Open access peer-reviewed chapter

Application of Deep Learning Approaches for Enhancing Mastcam Images

By Ying Qu, Hairong Qi and Chiman Kwan

Submitted: January 7th 2020Reviewed: July 22nd 2020Published: November 4th 2020

DOI: 10.5772/intechopen.93446

Downloaded: 71

Abstract

There are two mast cameras (Mastcam) onboard the Mars rover Curiosity. Both Mastcams are multispectral imagers with nine bands in each. The right Mastcam has three times higher resolution than the left. In this chapter, we apply some recently developed deep neural network models to enhance the left Mastcam images with help from the right Mastcam images. Actual Mastcam images were used to demonstrate the performance of the proposed algorithms.

Keywords

  • Mastcam
  • Curiosity rover
  • image fusion
  • pansharpening
  • deep learning
  • Dirichlet-net
  • U-net
  • transition learning

1. Introduction

The Curiosity rover (Figure 1) has several instruments that are used to characterize the Mars surface. For example, the Alpha Particle X-Ray Spectrometer (APXS) [1] can analyze rock samples collected from the robotic arm and extract compositions of rocks; the Laser Induced Breakdown Spectroscopy (LIBS) [2] can extract spectral features from the vaporized fumes and deduce the rock compositions at a distance of 7 m; and the Mastcam imagers [3] can perform surface characterization from 1 km away.

Figure 1.

Curiosity rover and its onboard instruments [7].

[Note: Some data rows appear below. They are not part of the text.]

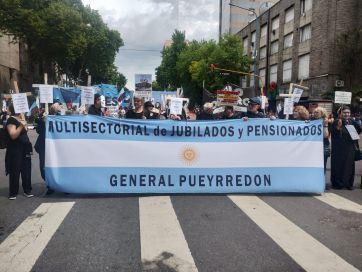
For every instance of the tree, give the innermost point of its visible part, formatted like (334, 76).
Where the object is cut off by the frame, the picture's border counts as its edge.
(166, 73)
(193, 65)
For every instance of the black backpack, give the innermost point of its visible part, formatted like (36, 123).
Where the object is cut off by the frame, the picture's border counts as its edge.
(4, 137)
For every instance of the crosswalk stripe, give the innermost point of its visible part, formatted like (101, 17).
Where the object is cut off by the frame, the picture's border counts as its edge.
(23, 247)
(303, 248)
(340, 202)
(162, 239)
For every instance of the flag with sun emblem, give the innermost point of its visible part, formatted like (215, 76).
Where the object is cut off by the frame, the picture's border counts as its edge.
(91, 154)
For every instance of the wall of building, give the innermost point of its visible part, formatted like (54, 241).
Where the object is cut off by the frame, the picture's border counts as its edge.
(328, 20)
(9, 61)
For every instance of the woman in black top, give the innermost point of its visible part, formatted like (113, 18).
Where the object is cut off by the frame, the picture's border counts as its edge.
(18, 155)
(343, 149)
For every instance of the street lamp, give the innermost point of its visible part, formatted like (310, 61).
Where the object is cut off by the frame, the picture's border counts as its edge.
(255, 52)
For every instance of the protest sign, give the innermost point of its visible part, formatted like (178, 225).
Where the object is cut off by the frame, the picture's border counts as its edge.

The two Mastcam multispectral imagers are separated by 24.2 cm [3]. As shown in Figure 2, the left Mastcam (34 mm focal length) has three times the field of view of the right Mastcam (100 mm focal length). In other words, the right imager has three times higher resolution than that of the left. To generate stereo image or construct a 12-band image cube by fusing bands from the multispectral imagers from the left and right Mastcams [4, 5, 6], a practical solution is to downsample the resolution of the right images to that of the left images, which would avoid the artifacts caused by Bayer pattern [7] or the JPEG compression loss [8]. Although this approach has practical merits, it may restrict the potential ability of Mastcams. First, downsampling the right images will throw away those high spatial resolution pixels in the right bands. Second, the lower resolution of the current stereo images may degrade the augmented reality or virtual reality experience of users. If one can apply some advanced pansharpening algorithms to the left bands, then one can have 12 bands of high-resolution image cube for the purpose of stereo vision and image fusion.

Figure 2.

The two Mastcam imagers [9]. (a) Left Mastcam (b) Right Mastcam.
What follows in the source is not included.